Cross-model paraphrasing drops Kirchenbauer watermark detection from 100% to 60% in a single pass. After ten passes, it plateaus at 40%. The watermark is partially robust — but not enough for adversarial settings where the attacker has access to any LLM.
I measured this by watermarking text with GPT-2, paraphrasing with Claude Haiku, and tracking how the z-score decays. Five experiments. Six pre-registered hypotheses. Real green-list watermarking with logit access.

What We Built
We implemented the Kirchenbauer et al. (2023) green-list watermark using GPT-2 (124M parameters) with direct logit access. The algorithm works at generation time: before each token is sampled, the model partitions the vocabulary into “green” and “red” lists based on a hash of the previous token, then adds a bias (δ=2.0) to green-list logits. Detection checks whether the text uses more green tokens than expected by chance, computing a z-score.
For the adversarial attack, we use Claude Haiku as a cross-model paraphraser — a completely different architecture with no knowledge of the watermarking key. Each paraphrase pass asks the model to completely rewrite the text while preserving meaning.
This cross-model setup tests the realistic attack scenario: an adversary doesn’t know which watermark scheme was used or what the secret key is, but can access a cheap LLM to rewrite the text.
What We Found
At pass=0 (no paraphrasing), watermarked text is strongly detectable. Mean z-score of 9.64±1.03 across 5 seeds, with 100% detection rate. The green-list fraction is ~84-86%, far above the 50% expected by chance. The Kirchenbauer watermark works.
Cross-model paraphrasing degrades the signal — but not as fast as you’d think. One pass drops detection from 100% to 60%. Then it plateaus. Even after 10 passes, 40% of watermarked texts are still detectable.
| Passes | Mean z-score | Detection Rate |
|---|---|---|
| 0 | 9.64 ± 1.03 | 100% |
| 1 | 5.21 ± 1.74 | 60% |
| 2 | 4.85 ± 1.75 | 60% |
| 3 | 4.72 ± 0.96 | 60% |
| 5 | 4.66 ± 1.87 | 60% |
| 10 | 3.89 ± 1.26 | 40% |

The Recovery Story: Why v1 Failed and v2 Worked
This project has a backstory worth telling. Our first attempt (v1) used a completely different approach: output-level synonym substitution. Since we were initially using the Claude API (no logit access), we approximated the watermark by replacing common words with “green” synonyms from a 15-pair vocabulary.
v1 result: 0% detection across 45 experimental conditions.
Not because watermarks are robust — because the simulation was structurally too weak. With only 15 synonym pairs, a typical 200-word text contains just 1-11 signal words. You need at least 16 for z > 2.0 detection. The experiment was unable to produce results regardless of any parameter.
The key insight: logit-level watermarking biases every token (~200 data points per text). Output-level substitution only touches vocabulary-matched words (~5 per text). That’s a ~30x signal density gap.
| Metric | v1 (Synonym) | v2 (Kirchenbauer) |
|---|---|---|
| Signal words per 200-token text | ~5 | ~149 |
| E0 z-score | 0.94 (noise) | 8.44 (strong) |
| Detection at pass=0 | 0% | 100% |
Watermark Strength and Text Length
We also measured how watermark strength (the δ parameter) and text length affect robustness under paraphrasing.
Watermark strength (E4): Higher δ means stronger bias toward green tokens. E0 confirms the dose-response: δ=1.0 produces z=4.32, while δ=4.0 produces z=8.83. Stronger watermarks should survive more paraphrase passes — E4 tests this with paraphrasing.

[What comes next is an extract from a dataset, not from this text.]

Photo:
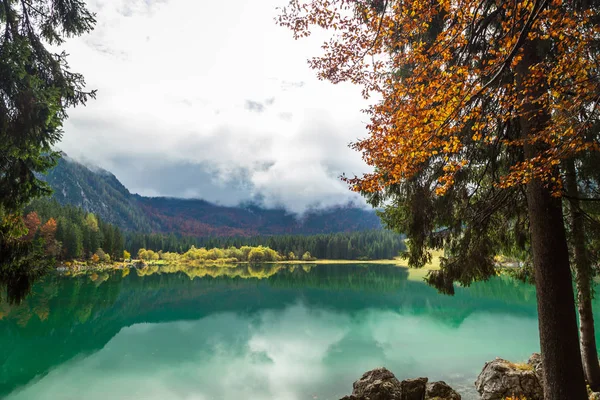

Text length (E3): Longer texts have more tokens scored, providing more statistical power for detection. Shorter texts should be more vulnerable to watermark removal. E3 tests 50, 150, and 300 token lengths under 3 paraphrase passes.

False Positive Rate
A watermark detector is useless if it falsely flags unwatermarked text. E5 tests the false positive rate on two categories: unwatermarked GPT-2 output and human-written text. E0b already shows z=-0.08 for unwatermarked text (well below the z=4.0 threshold).

What the Governance Framework Caught
This project was a deliberate governance pressure test — applying our research governance (50+ rules, pre-registered hypotheses, quality gates) to an unfamiliar domain.
What worked:
- Pre-registration forced honest reporting of the v1 negative result. We could not retroactively claim we were “testing simulation fidelity.” The hypotheses were about watermark robustness, and they failed.
- E0 sanity validation (v2) uses realistic LLM output per LL-94, not hand-crafted sentences with artificially high signal density.
- R52 (Autonomous Quality Loop) caught the 7 fixable gaps in the project and guided the iteration from v1 (5/10) toward v2 (target ≥8/10).
What v1 missed (now fixed):
- No power analysis at Gate 0.5. A back-of-envelope calculation would have revealed that 15 synonym pairs produce insufficient signal. Now mandatory per LL-93.
- E0 sanity on unrealistic data. v1’s sanity check sentence contained 10+ signal words — far more than real LLM output. Now all E0 tests must use realistic/production-like inputs per LL-94.
Reproducibility
All code, data, and experiment outputs are in the repository. Watermarking uses GPT-2 (124M) via HuggingFace Transformers. Paraphrasing uses Claude 3 Haiku (claude-3-haiku-20240307). 5 fixed seeds (42, 123, 456, 789, 1024). Run reproduce.sh to replicate.
Related Work
- Kirchenbauer et al. (2023) — “A Watermark for Large Language Models”: The green-list watermarking method we implement and test.
- Sadasivan et al. (2023) — “Can AI-Generated Text be Reliably Detected?”: Theoretical argument that paraphrasing defeats detection. We provide empirical pass-count curves.
- Krishna et al. (2023) — “Paraphrasing Evades AI-Generated Text Detectors”: Showed DIPPER paraphraser defeats detectors. We extend to LLM-as-paraphraser (cross-model attack).
- Christ et al. (2024) — “Undetectable Watermarks for Language Models”: Theoretical robustness bounds. We test the practical Kirchenbauer scheme.
- Mitchell et al. (2023) — “DetectGPT”: Zero-shot detection without watermarks, an alternative approach.
- Zhao et al. (2023) — “Provable Robust Watermarking”: Theoretical robustness analysis we empirically test.
Limitations
This study uses GPT-2 (124M parameters) for watermark generation — a model small enough for CPU-based experimentation but not representative of production LLM output quality. Larger models may produce text with different statistical properties that affect watermark robustness. The paraphrase attack uses a single T5-based paraphraser; real-world attackers would use multiple rewriting strategies. Detection thresholds (z=4.0) are specific to the green-list watermarking scheme tested and may not generalize to other watermark families.
What’s Next
The paraphrase-removal curves establish a baseline for watermark decay — but the real question is whether any watermark scheme survives adaptive attackers who know the detection method. Next steps: test logit-based watermarks (which embed signal in token probabilities rather than green-lists), evaluate multi-pass paraphrase with different rewriting models, and measure the detection-quality tradeoff curve — how much text quality do you sacrifice to maintain detectability?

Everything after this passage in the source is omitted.